The laws vary from state to state, so if you do desire to re-purchase (buy back) and repair the car, you may need the assistance of an attorney. Usually it is fairly "cut and dry" by law, so if you have a cooperative claims person at the insurance company you may be able to work out something on your own. Normally if you want to buy back the vehicle and you do not have a line holder than the salvage value of the vehicle would be taken out of your settlement amount and then you could keep the car and get repairs made. So if we go back to the numbers from earlier and your settlement check is for $4,195 and the salvage value of the car is $1000 than you would get back $3,195 from the insurance company and get to keep the car. You would have to trade in your clean title for a salvaged title with your DMV and now pay for repairs.

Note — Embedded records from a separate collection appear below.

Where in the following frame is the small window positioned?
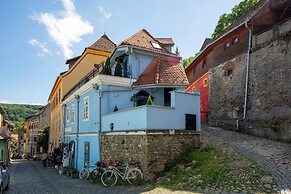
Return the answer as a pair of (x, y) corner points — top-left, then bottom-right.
(233, 37), (239, 44)
(202, 60), (206, 68)
(225, 69), (233, 76)
(71, 105), (75, 124)
(83, 97), (89, 121)
(225, 41), (230, 48)
(203, 78), (208, 87)
(66, 107), (70, 123)
(151, 42), (162, 49)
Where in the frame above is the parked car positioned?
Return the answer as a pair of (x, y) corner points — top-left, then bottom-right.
(0, 166), (9, 193)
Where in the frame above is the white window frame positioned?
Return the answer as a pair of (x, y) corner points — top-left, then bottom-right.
(71, 104), (75, 124)
(66, 107), (70, 124)
(83, 96), (89, 121)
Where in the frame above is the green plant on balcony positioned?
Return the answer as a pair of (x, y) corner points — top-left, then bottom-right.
(103, 57), (112, 75)
(114, 62), (122, 77)
(114, 105), (119, 112)
(146, 96), (153, 105)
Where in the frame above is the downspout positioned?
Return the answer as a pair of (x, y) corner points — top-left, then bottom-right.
(75, 95), (80, 168)
(62, 104), (67, 145)
(236, 21), (252, 130)
(93, 84), (102, 161)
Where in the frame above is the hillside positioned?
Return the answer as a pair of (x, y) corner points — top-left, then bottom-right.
(0, 103), (43, 131)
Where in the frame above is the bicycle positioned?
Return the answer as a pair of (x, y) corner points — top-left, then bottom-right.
(79, 161), (106, 182)
(101, 161), (143, 187)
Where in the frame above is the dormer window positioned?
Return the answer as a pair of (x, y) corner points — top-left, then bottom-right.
(151, 42), (162, 49)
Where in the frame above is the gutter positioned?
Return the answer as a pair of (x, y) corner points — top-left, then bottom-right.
(93, 85), (103, 162)
(236, 21), (252, 130)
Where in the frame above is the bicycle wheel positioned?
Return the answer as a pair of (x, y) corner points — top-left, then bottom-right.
(127, 168), (143, 185)
(101, 170), (118, 187)
(90, 168), (104, 183)
(79, 168), (90, 180)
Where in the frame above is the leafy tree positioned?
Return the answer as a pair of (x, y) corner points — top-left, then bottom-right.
(212, 0), (259, 39)
(0, 103), (42, 133)
(103, 57), (112, 75)
(37, 125), (49, 153)
(146, 96), (153, 105)
(114, 63), (122, 77)
(182, 52), (201, 69)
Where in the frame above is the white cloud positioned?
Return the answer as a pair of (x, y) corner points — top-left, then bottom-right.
(0, 100), (44, 106)
(28, 38), (52, 56)
(98, 6), (112, 19)
(32, 0), (93, 58)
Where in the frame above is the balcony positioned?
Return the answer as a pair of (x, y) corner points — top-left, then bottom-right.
(101, 91), (201, 132)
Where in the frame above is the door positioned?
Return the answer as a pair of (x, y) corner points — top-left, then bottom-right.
(185, 114), (197, 131)
(84, 142), (90, 167)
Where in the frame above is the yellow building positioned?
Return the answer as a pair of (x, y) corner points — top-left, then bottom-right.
(48, 34), (115, 152)
(48, 76), (63, 152)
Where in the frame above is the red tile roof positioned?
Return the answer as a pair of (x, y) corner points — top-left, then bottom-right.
(88, 34), (116, 53)
(120, 29), (177, 56)
(133, 56), (189, 87)
(156, 38), (175, 45)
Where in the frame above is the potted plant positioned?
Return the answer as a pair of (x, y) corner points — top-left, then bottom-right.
(66, 166), (72, 177)
(70, 168), (78, 179)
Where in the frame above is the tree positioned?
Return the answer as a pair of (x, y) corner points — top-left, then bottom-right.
(103, 57), (111, 75)
(212, 0), (259, 39)
(114, 62), (122, 77)
(37, 125), (50, 153)
(113, 105), (118, 112)
(146, 96), (153, 105)
(182, 51), (201, 69)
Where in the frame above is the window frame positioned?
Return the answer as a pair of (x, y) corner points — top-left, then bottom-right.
(83, 96), (89, 121)
(232, 36), (239, 44)
(71, 104), (75, 124)
(66, 107), (70, 124)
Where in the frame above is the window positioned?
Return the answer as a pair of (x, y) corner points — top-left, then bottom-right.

If the repairs are minor and you really want to keep the car because you know it is reliable and you could not replace it for the cost of the repairs you may want this option or you may just want to move on, take your insurance claim money and go shopping for another new or used vehicle. It is wise to find out the cost of repairs before asking to buy back your car. Since you already know from the car being totaled out that the cost of repairs are more than the value of the car you have to decide what the best choice for your situation is.
Whatever the case, always keep your car protected by maintaining your insurance policy coverage. If you do end up signing over the title to the insurance company and letting them take it away as salvage make sure that you follow your state's laws for turning in the license plates and then taking insurance off of it so that you are not hit with penalties for a lapse of insurance on a non-operational vehicle.